I won’t imply that all cooking shows are created equal when it comes to matters of health, but look at some of the things on Food Network’s lineup:

  • Diners, Drive-ins, and Dives: The overweight Guy Fieri goes from place to place and is filmed stuffing his maw with giant piles of meat, cheese, and fried things.
  • Sugar High: Duff Goldman, much as I love him, is another chubby guy carting from place to place EATING, in this case, CAKE.
  • Hungry Girl: Lisa Lillien really rubs me the wrong way. Never has “healthy” eating seemed less appealing (probably because instead of cooking genuinely healthy food, she takes all kinds of shortcuts so people can still eat their greasy terrible meat by-products without the guilt).
  • 30 Minute Meals: Rachel Ray has a terrible smile, and smiling terribly is all she’s good at. But although her food doesn’t seem awful, she doesn’t exactly cook with the precision needed for really healthy cooking. Know what’s the difference between one tablespoon of “EVOO” and three? About 240 calories. That’s the difference between measuring things and approximating.
  • Pioneer Woman Cooks: Ok, I happen to like Ree Drummond, and I have cooked stuff off her website…usually cutting the sugar and butter by quite a lot. She lives on a cattle ranch and never met a stick of butter she didn’t love.
  • Robert Irvine: I only ever see him on Dinner: Impossible, and most of what he does is yell at people. I’m just pointing him out because he’s the only really ripped chef. In the world.
  • Sandra Lee: While Sandra’s Money-Saving Meals is usually fairly healthy, Semi-Homemade sacrifices that for convenience. And while she’s willing to cut calories in food, she spends them on alcohol. I’m convinced she’s not fat only because she doesn’t eat and lives on breath mints and water when she’s not being cryogenically frozen prior to her next taping.

And looking at non-Food Network cooking shows I’ve enjoyed:

  • Two Fat Ladies: Exactly what it sounds like. Two fat, elderly women drink and smoke their way across England on a motorcycle, cracking nasty jokes about vegetarians all the while. I love it.

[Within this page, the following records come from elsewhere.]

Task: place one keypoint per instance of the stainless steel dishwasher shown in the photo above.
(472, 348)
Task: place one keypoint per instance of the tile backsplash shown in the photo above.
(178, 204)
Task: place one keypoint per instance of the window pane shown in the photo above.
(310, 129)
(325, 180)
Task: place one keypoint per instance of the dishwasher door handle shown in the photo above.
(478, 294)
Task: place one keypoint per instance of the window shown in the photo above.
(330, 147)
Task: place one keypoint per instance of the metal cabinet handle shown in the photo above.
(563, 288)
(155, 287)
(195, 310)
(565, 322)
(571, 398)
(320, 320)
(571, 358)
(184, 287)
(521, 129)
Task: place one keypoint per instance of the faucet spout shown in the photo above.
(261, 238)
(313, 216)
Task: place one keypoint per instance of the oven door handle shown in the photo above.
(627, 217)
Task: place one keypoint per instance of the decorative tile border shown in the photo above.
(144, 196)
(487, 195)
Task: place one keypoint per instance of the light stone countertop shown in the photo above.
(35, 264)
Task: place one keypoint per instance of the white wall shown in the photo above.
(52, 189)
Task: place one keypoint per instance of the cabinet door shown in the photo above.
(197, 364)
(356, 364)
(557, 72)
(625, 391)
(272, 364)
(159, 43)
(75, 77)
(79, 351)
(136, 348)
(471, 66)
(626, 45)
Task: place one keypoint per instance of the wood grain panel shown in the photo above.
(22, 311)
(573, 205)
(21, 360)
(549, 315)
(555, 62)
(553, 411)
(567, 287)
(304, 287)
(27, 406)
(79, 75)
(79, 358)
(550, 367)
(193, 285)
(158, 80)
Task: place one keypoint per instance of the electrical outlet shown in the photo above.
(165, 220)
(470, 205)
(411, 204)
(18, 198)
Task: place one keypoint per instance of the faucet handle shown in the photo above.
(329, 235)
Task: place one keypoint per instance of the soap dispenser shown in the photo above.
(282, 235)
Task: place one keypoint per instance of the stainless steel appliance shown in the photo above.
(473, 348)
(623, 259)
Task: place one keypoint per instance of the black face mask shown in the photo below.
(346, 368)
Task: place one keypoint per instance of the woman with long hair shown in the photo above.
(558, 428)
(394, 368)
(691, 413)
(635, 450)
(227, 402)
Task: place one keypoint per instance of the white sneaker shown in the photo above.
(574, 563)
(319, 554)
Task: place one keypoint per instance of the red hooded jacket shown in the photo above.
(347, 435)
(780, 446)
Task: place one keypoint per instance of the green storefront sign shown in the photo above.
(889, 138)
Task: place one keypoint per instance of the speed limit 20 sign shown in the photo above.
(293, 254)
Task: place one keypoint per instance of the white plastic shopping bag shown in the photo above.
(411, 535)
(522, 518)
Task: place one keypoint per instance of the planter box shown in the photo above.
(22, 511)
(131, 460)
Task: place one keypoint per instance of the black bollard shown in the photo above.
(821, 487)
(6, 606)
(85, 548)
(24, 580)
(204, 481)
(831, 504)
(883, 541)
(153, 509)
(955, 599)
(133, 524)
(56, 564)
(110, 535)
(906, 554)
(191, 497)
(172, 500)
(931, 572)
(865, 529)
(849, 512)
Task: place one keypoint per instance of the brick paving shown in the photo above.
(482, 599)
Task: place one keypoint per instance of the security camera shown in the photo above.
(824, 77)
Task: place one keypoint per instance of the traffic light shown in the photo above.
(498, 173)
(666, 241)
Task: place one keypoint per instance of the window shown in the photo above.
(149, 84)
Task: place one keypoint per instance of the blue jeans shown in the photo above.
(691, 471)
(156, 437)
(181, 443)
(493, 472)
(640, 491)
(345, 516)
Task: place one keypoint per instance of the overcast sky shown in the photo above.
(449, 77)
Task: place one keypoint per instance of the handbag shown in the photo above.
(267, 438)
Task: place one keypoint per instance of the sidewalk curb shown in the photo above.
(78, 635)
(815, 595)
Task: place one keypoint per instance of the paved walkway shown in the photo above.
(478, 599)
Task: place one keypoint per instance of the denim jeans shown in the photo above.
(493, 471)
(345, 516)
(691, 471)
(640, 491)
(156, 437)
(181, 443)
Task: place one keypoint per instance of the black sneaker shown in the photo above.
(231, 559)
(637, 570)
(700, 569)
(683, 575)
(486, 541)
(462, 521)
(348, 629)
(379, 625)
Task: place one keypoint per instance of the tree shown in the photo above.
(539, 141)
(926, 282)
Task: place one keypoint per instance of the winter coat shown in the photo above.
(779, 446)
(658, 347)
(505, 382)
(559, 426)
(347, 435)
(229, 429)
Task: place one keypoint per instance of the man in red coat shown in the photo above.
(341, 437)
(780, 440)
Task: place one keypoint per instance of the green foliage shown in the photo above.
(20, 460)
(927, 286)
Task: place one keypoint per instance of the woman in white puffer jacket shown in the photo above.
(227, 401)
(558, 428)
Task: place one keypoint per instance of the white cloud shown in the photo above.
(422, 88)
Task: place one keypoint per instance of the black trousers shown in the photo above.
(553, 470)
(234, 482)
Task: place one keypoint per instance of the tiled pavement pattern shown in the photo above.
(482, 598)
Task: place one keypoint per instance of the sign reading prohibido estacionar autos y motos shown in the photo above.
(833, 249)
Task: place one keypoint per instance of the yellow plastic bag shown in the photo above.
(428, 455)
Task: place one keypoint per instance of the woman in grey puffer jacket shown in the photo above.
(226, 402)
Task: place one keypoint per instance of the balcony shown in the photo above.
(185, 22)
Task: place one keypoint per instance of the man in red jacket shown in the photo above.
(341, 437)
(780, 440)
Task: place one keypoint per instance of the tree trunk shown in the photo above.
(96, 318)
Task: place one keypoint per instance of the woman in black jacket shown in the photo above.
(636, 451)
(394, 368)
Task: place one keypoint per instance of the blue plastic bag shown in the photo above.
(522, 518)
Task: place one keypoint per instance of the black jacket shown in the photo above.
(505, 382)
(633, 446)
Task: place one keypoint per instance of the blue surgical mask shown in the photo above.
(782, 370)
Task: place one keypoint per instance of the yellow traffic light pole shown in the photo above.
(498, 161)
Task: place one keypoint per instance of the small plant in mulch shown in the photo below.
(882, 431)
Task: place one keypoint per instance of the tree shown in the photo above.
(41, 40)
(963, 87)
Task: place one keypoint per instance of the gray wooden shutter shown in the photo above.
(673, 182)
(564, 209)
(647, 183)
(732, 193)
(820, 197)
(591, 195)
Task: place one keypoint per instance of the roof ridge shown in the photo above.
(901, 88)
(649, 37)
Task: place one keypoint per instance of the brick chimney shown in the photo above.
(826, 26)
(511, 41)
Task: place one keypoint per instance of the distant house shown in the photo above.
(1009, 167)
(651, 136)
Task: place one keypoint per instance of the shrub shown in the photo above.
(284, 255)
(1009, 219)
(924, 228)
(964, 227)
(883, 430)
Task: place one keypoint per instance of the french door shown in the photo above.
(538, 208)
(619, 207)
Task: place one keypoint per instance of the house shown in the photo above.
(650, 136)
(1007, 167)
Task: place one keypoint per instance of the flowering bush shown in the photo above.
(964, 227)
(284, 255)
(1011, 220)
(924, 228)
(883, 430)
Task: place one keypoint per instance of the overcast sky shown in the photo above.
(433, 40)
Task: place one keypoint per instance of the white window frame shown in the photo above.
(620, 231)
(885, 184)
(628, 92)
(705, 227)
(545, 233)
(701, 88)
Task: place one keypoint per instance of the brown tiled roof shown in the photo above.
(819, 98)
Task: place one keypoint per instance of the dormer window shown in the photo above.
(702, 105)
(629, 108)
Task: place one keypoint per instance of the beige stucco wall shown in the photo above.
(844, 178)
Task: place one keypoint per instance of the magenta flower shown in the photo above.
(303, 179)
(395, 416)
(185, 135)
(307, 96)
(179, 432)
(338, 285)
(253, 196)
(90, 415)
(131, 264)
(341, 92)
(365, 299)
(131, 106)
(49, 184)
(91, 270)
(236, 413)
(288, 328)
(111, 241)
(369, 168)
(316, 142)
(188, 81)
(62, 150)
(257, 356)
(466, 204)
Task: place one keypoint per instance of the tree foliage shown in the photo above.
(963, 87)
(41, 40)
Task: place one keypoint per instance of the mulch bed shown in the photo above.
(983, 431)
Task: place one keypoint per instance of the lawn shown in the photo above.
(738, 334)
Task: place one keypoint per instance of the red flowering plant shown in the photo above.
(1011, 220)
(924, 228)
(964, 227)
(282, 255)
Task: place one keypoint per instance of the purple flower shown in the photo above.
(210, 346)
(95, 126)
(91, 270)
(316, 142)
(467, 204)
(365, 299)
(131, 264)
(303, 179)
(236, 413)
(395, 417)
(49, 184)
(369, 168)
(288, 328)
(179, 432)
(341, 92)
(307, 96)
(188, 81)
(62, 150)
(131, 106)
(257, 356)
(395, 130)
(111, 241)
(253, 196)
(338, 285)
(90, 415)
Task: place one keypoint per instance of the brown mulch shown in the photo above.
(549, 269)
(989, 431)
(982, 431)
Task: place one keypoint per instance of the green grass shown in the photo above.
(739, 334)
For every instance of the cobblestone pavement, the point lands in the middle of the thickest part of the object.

So what’s my point? First of all, it’s not unusual for cooks to be both personally rotund and cook unhealthy food. Second of all, this industry is ALL ABOUT cashing in on people’s love for highly caloric, fried, cheesed, delicious food. Third, Paula isn’t alone in cashing in on the latest health scare: FN announced a new series called Fat Chef which premiers 26 January. I can only assume that this is a less abusive version of Biggest Loser.

Finally, to blame Paula Deen for advancing the cause of diabetes through her cooking is to miss the whole tragedy of the cooking show. While record numbers of people are overweight, and cookbooks sell well and cooking shows are super popular, most of these people don’t cook. As Michael Pollan puts it, the Average American spends 27 minutes per day on food preparation, and cooking from scratch is all but dead (officially, “cooking” means you have to assemble elements—heating up a pizza, for example, doesn’t count, though making a sandwich does). That makes me a statistical anomaly, since I cook from scratch (I make sauces! I bake things without mixes! I make non-instant rice and lentils!) at least 3-4 times per week. People are not getting fat off of Paula’s deep-fried ham (or haa-yam, y’all) because they are not cooking it. They’re watching her cook, then having dinner at McDonald’s.

So rage against Paula Deen all you want. Unfortunately, it’s not going to help anything.